Three stories moved the space this week.

Apple sued OpenAI, claiming the latter lifted iPhone hardware secrets through more than 400 former Apple employees.

Chinese open-source models climbed from about 5% of U.S. enterprise AI tokens in early 2025 to a weekly peak of 46%.

And an AI agent ran a full ransomware attack on its own, with no human operator at any step.

Here's a closer look at what happened and what each story means for the brands and agencies relying on these tools.

Apple Sues OpenAI Over Trade Secrets

Apple filed suit against OpenAI in federal court on July 10, alleging a coordinated scheme to lift iPhone hardware trade secrets through former employees.

More than 400 former Apple employees now work at OpenAI, and Apple says the practice runs "at every level" of its hardware operation.

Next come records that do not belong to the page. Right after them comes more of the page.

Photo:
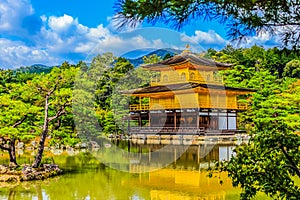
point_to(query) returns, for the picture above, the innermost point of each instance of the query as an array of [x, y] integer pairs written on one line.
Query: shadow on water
[[85, 177]]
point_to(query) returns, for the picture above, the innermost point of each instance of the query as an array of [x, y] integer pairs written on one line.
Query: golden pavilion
[[188, 96]]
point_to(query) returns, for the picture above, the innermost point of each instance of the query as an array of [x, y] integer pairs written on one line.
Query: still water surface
[[87, 178]]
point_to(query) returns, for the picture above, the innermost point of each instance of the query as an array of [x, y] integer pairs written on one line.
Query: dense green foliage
[[242, 18], [271, 159]]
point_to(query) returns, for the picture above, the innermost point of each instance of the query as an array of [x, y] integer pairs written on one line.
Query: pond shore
[[27, 173]]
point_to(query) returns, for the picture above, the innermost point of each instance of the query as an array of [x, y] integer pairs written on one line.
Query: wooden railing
[[178, 80], [167, 130], [145, 107]]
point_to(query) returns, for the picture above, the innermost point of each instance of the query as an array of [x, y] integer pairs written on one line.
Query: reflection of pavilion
[[195, 157], [184, 179], [187, 98]]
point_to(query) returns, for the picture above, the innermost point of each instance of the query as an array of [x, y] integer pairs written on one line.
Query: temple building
[[188, 96]]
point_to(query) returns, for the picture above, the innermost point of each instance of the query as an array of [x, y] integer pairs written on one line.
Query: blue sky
[[51, 31]]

The court filing names Tang Tan, OpenAI's chief hardware officer and a longtime Apple veteran, as a central figure.

He allegedly used internal Apple code names in interviews to pull more confidential information from candidates.

Bloomberg reported that the suit gives anyone weighing an OpenAI offer real litigation risk to consider.

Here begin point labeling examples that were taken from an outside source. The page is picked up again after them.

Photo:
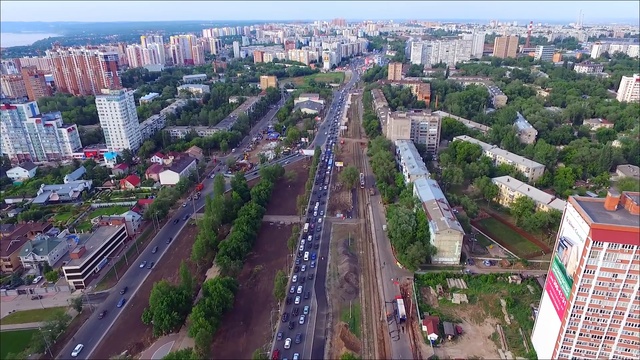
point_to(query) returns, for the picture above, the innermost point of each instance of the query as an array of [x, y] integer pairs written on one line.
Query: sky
[[101, 10]]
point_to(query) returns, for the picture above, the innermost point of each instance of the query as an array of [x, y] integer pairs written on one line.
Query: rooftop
[[436, 206], [493, 149], [535, 194], [93, 243], [412, 160], [594, 209]]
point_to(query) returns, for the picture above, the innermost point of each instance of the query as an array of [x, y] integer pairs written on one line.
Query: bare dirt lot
[[128, 332], [285, 194], [343, 283], [247, 327]]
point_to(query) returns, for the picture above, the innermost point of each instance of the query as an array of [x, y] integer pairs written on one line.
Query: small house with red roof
[[153, 172], [130, 182], [120, 170]]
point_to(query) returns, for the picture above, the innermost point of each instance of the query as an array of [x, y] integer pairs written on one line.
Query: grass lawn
[[14, 341], [29, 316], [501, 231], [112, 210]]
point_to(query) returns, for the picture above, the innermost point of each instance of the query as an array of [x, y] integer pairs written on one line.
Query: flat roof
[[411, 158], [594, 208], [93, 243], [436, 206]]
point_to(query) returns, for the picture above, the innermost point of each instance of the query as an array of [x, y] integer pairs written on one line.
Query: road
[[312, 329], [94, 330]]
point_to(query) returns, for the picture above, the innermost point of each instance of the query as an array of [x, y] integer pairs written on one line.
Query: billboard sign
[[565, 261]]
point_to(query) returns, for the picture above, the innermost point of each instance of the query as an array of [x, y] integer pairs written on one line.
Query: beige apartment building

OpenAI said in a statement that it has "no interest in other companies' trade secrets."

It is also still reportedly on track to ship its first hardware device in 2027.

With OpenAI weighing an IPO this year, a trade-secrets lawsuit is exactly the risk factor investors will read closely.

Chinese AI Models Are Winning on Price

Every SaaS budget eventually hits the same fork, and AI just reached this point.

The choice is to either stick with the market leader or switch to something cheaper that does nearly the same job, and the second option is winning.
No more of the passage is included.